Maybe this is how an internist practises emergency medicine? They never discharge a child, but always send them to a pediatric emergentologist, as they are not competent to make their own assessments.
Are you kidding!? This "expert" is clearly a nutcase. There are plenty of internists in rural areas practicing emergency medicine safely.
Agreed. Can’t generalize to IM. This “expert” just increased the misery associated with this case. I hope and pray the PA and supervising doc got the support they need from their colleagues and institution.
Great example of where to lay the blame in unethical malpractice cases. At the feet of physicians, physician assistants and nurse practitioners who will say anything if paid enough $.
As a pediatrician and an expert witness, I was beyond appalled and outraged when I read the "expert witness" opinion in this case...I could feel my blood pressure rising as I did so!
Thankfully, Med Mal Reviewer's analysis allowed me to avoid a cerebrovascular event...
As did the comments which preceded mine...
And which, honestly, render any further explanation by me unnecessary.
My thanks and my compliments to Med Mal Reviewer and to all of you below...
Keep up the good work!
Thanks! I've encouraged the defendant to file an ethics violation against this "expert". Hopefully he will face justice for this opinion, truly one of the most dishonest I've ever read.
Because of the case involving paediatrics are always messy and the physician apparently did what they could’ve done and also the right thing. Its really sad to both parties
As someone who has personally suffered from necrotizing GAS pneumonia/toxic shock syndrome, it's not an easy diagnosis to catch, because things go from OK to very bad very quickly (luckily for me, I deteriorated in the ER). And we also just don't know to look for it, because it is so rare. While hindsight is certainly 20/20, I will always place more scrutiny on a case where the parent/patient are complaining of shortness of breath. Agree that the EW is egregious. I would have probably gotten a CXR. Not sure it would have changed much if the patient's overall clinical appearance was well-appearing at the time.
Wow, it would be great to hear the full story from both the patient and clinician sides! Interesting point about the shortness of breath, I hadn't considered that.
If this case is ongoing, I would recommend that they submit the expert testimony to ACEP regarding the credibility of the statements. If ACEP agrees that this is unprofessional, they can censure the testimony. Such a determination more or less nullifies the testimony in court and censure by a professional organization significantly hinders the ability of this expert witness to do this again in the future. The same goes for other physicians who feel they have been harmed by inaccurate testimony.
www.acep.org/life-as-a-physician/ethics--legal/standard-of-care-review/procedure-for-review-of-testimony-regarding-standard-of-care-in-emergency-medicine/
The case is already settled.
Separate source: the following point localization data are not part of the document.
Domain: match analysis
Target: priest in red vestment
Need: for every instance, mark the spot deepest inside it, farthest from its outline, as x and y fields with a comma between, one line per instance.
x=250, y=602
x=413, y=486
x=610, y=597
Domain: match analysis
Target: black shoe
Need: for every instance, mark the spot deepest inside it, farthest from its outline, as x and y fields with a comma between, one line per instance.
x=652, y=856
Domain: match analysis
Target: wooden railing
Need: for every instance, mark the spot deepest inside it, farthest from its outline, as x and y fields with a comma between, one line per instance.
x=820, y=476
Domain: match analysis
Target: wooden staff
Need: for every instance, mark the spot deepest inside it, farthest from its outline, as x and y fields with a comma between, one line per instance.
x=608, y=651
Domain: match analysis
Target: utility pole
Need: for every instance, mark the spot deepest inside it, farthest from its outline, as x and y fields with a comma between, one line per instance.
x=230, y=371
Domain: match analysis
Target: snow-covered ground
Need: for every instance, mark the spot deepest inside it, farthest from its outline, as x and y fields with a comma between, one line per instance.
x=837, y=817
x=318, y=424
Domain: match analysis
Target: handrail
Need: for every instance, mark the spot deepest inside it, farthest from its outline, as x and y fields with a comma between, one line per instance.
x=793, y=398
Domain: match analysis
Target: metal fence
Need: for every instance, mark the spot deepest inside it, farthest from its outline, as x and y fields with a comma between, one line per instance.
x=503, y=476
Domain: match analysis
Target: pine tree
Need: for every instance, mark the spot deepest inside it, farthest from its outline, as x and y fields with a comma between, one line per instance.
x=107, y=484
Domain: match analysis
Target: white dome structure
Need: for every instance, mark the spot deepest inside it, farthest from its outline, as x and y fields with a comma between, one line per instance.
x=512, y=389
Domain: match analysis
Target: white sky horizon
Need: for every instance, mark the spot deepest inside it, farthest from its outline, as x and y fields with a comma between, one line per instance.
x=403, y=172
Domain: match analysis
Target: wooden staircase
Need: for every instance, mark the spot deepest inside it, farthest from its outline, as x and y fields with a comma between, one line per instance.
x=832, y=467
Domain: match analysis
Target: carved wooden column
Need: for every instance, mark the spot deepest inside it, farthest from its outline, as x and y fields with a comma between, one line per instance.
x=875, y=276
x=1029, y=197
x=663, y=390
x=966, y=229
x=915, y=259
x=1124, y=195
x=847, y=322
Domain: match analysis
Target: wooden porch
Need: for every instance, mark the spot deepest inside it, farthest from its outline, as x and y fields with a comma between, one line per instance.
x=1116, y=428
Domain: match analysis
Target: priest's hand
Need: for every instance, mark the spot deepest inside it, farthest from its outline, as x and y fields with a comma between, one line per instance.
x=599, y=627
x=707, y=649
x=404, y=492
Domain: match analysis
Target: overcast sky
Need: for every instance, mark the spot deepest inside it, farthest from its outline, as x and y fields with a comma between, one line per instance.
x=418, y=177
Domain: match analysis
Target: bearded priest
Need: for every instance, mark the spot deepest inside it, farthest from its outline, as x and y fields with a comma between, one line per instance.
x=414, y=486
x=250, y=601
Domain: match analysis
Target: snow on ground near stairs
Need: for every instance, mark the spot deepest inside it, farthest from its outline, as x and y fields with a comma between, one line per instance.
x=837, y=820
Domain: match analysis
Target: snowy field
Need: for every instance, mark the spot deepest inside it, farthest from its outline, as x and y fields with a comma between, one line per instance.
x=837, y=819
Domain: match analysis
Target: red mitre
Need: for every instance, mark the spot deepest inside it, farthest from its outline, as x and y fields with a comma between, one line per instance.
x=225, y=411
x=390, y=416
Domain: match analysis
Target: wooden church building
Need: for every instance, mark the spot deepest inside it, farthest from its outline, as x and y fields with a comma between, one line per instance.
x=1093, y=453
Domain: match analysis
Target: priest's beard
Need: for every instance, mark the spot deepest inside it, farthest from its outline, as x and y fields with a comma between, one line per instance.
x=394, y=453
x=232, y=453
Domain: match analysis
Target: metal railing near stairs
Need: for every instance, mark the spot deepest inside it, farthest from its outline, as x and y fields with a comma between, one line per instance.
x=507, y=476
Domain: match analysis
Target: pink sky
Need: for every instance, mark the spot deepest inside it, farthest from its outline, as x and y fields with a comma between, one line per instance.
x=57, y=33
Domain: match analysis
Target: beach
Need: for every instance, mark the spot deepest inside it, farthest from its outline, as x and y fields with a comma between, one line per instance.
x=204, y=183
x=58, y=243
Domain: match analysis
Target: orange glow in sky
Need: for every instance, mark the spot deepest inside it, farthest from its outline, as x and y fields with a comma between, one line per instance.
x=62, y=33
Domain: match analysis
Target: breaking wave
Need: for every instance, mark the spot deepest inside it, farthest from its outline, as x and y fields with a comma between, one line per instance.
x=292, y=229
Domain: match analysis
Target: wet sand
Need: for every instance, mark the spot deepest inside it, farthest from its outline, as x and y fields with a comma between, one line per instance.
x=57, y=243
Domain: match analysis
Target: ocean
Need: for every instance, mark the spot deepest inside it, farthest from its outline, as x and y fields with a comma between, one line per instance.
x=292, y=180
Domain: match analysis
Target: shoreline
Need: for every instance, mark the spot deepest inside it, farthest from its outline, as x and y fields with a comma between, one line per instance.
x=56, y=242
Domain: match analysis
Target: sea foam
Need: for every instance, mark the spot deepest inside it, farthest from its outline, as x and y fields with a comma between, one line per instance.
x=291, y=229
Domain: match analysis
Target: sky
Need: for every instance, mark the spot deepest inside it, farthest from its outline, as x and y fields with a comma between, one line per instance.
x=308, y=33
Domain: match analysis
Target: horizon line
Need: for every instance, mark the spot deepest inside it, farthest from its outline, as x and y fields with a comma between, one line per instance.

I hope the defendant involves submits this to ACEP for review, but ultimately the decision is theirs and I also understand if they don't want to do so because it will just re-traumatize them.
I have more beef with the care provided than you do. Steroids are wielded with very little regard to their risk. My own development as a pediatrician was marked by the death of a kid who had poorly controlled asthma but no PCP. He went to various "clinica medica familiar" in Los Angeles and kept being given 5 day courses of prednisone. He died of a viral hepatitis and I spent a horrible night as an intern in my second month of my residency trying to get the PICU to take him upstairs, because I knew he was very, very sick but nobody believed me. I did eventually get him transferred, he started coding in the elevator on the way up.
I think giving decadron to a kid with a 103 fever prior to figuring out WHY he has a 103 fever is irresponsible. It's not ibuprofen. It's a immune system inhibitor. Croup doesn't routinely happen to 7 year olds, and it doesn't routinely cause big fevers. There is more to the picture here.